Originaire de Rio de Janeiro, Danielle Lima a paradé plusieurs années avec l’école Beija-Flor de Nilopolis, tout en acquérant un bagage en ballet, jazz, danse moderne et folklore brésilien. Elle a intégré le thème du congrès, «Meu samba e assim» en mettant l’emphase sur le plaisir de la danse – le partage, l’échange de regards – ainsi que sur l’acquisition de nouveaux pas simples afin de créer sa propre recette, son propre style de samba. En effet, au Brésil, chaque danseuse (passista) se distingue par son style unique. 

Aninha Malandro, danseuse au double chapeau de psychologue, a fait découvrir le style malandro, une occasion parfaite de faire réfléchir chacun à la place de l’ego dans la danse.  Le danseur de malandro – un homme – n’a pas d’identité: il se cache derrière son chapeau. «Leave the heels!», «Samba is not feather and bikini!» a proclamé Aninha, qui a profité de son rôle pour travailler l’acceptation de soi, faisant répéter aux participants: «I am what I am!» Un exercice qui fait toujours du bien! 

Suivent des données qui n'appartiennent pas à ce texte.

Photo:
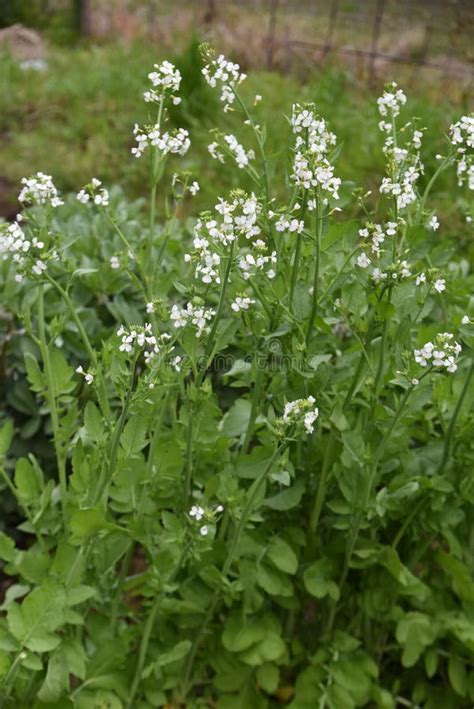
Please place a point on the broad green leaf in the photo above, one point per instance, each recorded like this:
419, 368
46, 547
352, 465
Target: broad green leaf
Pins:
415, 632
7, 547
133, 438
85, 523
6, 437
287, 499
177, 653
34, 622
57, 680
273, 582
282, 555
34, 373
26, 481
236, 420
318, 581
268, 676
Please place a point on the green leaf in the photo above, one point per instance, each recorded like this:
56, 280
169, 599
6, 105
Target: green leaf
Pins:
268, 677
273, 582
177, 653
318, 581
7, 547
236, 420
85, 523
134, 436
6, 437
457, 675
34, 373
415, 631
57, 679
287, 499
62, 374
34, 622
282, 555
26, 481
93, 423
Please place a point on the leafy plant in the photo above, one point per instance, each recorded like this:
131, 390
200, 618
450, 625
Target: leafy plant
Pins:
258, 484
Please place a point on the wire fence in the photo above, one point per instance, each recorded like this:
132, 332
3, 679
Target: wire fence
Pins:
435, 35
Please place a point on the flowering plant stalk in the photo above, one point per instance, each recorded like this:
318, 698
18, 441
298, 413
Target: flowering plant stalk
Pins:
256, 485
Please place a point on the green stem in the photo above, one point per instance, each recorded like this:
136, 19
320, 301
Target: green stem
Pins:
145, 641
212, 336
51, 399
252, 494
314, 304
322, 485
254, 405
357, 521
92, 355
449, 435
189, 460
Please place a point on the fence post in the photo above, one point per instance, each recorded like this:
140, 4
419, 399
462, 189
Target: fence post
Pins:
375, 37
333, 12
273, 9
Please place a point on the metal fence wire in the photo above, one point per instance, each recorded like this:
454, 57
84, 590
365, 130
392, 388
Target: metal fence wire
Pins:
433, 35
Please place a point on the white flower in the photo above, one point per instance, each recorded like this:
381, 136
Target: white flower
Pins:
301, 411
39, 190
363, 261
434, 223
391, 100
241, 303
443, 353
222, 72
166, 80
83, 196
197, 512
192, 314
89, 378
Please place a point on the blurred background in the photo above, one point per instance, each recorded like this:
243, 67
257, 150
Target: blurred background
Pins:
72, 74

Dill Costa, actrice, chanteuse et danseuse depuis 1990, a partagé ses nombreuses années d’expérience comme professionnelle de la scène. Elle a aussi assuré avec un grand talent et une belle touche d’humour l’animation de la soirée du samedi: prestations des professeurs et des troupes en compétition.

Bonne nouvelle: ce sont les deux équipes montréalaises (Levanta Poeira et Ina Dança) qui ont raflé à égalité (vingt-neuf points) la première position! C’est dire que nous avons de bonnes écoles à Montréal! 

Avant de vous rendre au Brésil pour étudier à la source, voici quelques écoles qui offrent, dans notre belle ville, des cours de samba, les danses de partenaire forró et gafieira, ainsi que l’art martial capoeira: Academia Samba Jeri, Coisas de Maloca, ESGaf, Levanta Poeira et Studio Danse Montréal.

Vous tomberez sous le charme, ça ne fait aucun doute. Et si c’est bien le cas, surveillez le prochain congrès et les voyages organisés par World Arts Connect. Bon voyage!